Advent 3, Year C
11 Dec 2024
Richard E. McCarron, PhD

Readings:
Zep 3:14-18a
Is 12:2-3, 4, 5-6.
Phil 4:4-7
Lk 3:10-18

 

 

It’s rare that looking at things with rose-colored glasses is considered a positive thing. We use that expression to dismiss the one whose happy attitude doesn’t seem to allow them to see the problems and pain, the deception and dire straits we clearly know we are all mired in. We talk about someone with rose-colored glasses as living in la-la land, ignoring the fears and heartaches that the rest of us struggle with.

We can’t help having a gut feeling that somehow a pair of rose-colored glasses is being handed to us today. In the short, grey days of December here in the northern hemisphere, in the daily news of war and strife, hunger and displacement, greed and hate, with the frenzy of our holiday and end of the year deadlines, we are blasted with joy this Sunday.
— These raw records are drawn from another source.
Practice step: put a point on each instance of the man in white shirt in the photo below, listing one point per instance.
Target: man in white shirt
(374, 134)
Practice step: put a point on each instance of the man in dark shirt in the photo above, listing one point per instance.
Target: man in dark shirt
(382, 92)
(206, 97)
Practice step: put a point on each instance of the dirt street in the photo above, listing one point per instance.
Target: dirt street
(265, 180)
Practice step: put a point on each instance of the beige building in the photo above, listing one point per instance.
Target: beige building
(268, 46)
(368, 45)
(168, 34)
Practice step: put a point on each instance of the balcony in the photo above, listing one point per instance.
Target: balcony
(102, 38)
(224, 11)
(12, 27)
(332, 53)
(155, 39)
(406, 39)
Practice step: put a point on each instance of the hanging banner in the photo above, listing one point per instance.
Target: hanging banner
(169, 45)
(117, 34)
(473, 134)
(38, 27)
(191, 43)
The opening antiphon of the Missal, “Gaudete in Domino (Rejoice in the Lord)” sets the tone, sung in a liturgical space perhaps draped in rose cloth as we watch a rose candle flicker on our advent wreaths. And joy resounds right through our scripture passages.
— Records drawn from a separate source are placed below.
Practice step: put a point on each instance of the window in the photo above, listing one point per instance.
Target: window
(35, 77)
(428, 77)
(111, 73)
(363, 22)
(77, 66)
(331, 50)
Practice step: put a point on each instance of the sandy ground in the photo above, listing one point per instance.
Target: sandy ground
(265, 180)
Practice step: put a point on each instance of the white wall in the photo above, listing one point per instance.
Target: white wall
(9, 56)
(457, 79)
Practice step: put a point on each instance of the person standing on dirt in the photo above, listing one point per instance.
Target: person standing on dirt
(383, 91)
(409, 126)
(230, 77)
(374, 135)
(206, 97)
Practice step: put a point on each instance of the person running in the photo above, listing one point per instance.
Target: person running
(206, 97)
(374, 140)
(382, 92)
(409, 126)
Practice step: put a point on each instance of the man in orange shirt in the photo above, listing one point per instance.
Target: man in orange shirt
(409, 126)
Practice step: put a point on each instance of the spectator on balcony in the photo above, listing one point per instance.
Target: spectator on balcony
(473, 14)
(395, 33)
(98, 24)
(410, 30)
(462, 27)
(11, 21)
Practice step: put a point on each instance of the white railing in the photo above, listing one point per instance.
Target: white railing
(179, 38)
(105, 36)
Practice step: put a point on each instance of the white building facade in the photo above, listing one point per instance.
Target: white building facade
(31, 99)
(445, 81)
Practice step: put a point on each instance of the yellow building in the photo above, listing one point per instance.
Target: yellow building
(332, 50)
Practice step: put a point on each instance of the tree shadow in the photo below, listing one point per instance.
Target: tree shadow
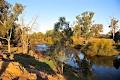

Despite the distress and woe, joy is precisely what we celebrate today: an effusive joy that pours from the pages of our lectionary into our ears. Rejoice! The Lord is near in both time and space. In the middle of Advent, in this pivot from contemplating the last things to celebrating a first thing, we are asked to don rose-colored glasses not to ignore what is going on in our world, but to consider what change the joy of God’s nearness to us might bring to our vision.

Joy flows from Zephaniah’s visions. We pick up after Zephaniah has detailed the people’s sin and indifference, the hypocrisy and idolatry of their day, letting them know that the Day of the Lord is going to hold them accountable. Yet, Zephaniah maintains that the fearsome Day of the Lord is not only judgment but surprisingly a cause for joy. The call for judgment allows them to chart a new course, a new future. That is a reason for joy. “Your God is in your midst,” the One who is always merciful and loving.
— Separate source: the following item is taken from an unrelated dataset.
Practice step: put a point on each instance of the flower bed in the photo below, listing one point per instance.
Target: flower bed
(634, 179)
Still having in our ears the lyrics of Isaiah’s canticle—the one who spoke of Emmanuel, God with us, the Great and Holy One in our midst—we hear Paul, writing from the pain of prison, asking us to let the joy in our ears pour more deeply into our hearts. Because Paul knows that Christ Jesus is near, one with him, that he lives for Christ and Christ in him, the sufferings Paul experiences are suffused by hope in the resurrection to eternal life. This conviction of joy should penetrate our hearts so that anxiety might give way to peace—not just our daily worries that come and go, but the anxiety that can imprison us, gripping us so tightly we can’t see a way out. That’s the peace that seems beyond understanding when we are captive in anxiety. The peace of Christ risen from the dead in our hearts assures us in our prayer, steadies us in our daily steps, and lets us act with a kindness that makes others take notice that we too are in Christ Jesus.

The joy that pours into our ears and penetrates our hearts needs to animate our actions. John the Baptist, who came to us last week preaching the baptism of repentance, is challenged by his hearers today. The urgency of recognizing that the Lord is in our midst should spur us to ask, “What should we do?” If the day is at hand, we want to be ready! John urges the crowd to look at daily life in a new way: share what is essential to living so that all can be protected, have something to eat and a place to eat it. John doesn’t ask for extraordinary things from the tax collectors, either: You don’t need to abandon your job, just do it justly. And to the soldiers, who properly should be using their authority to ensure order not exploitation, he says: Don’t give in. Don’t give in to the violence, the setups, the use of power to crush the weak. This is what metanoia—conversion—looks like. John preaches a conversion of attitude and action that flows from a deep change in how we see our relationships with others because the Holy One is in our midst.

So, rejoice! Put on those rose-colored glasses today, not to avoid the pain but to see it transfigured by hope in the Great and Holy One who is, who was, and who is to come.  Rejoice because the coming of the Lord is near. We meet him not only in the Banquet of the Eucharist, but in the one needing a welcome place and just a bite to eat; in our prayer for those facing difficulty; in our striving to act with mercy; and, ultimately, in our passing from this world. If we have this steadfast faith that the Lord is always near, then our lives are flooded with joy and exultation! Is there anything more joyful than meeting the Lord Jesus Christ? He is our joy, he is our future, he is eternal life!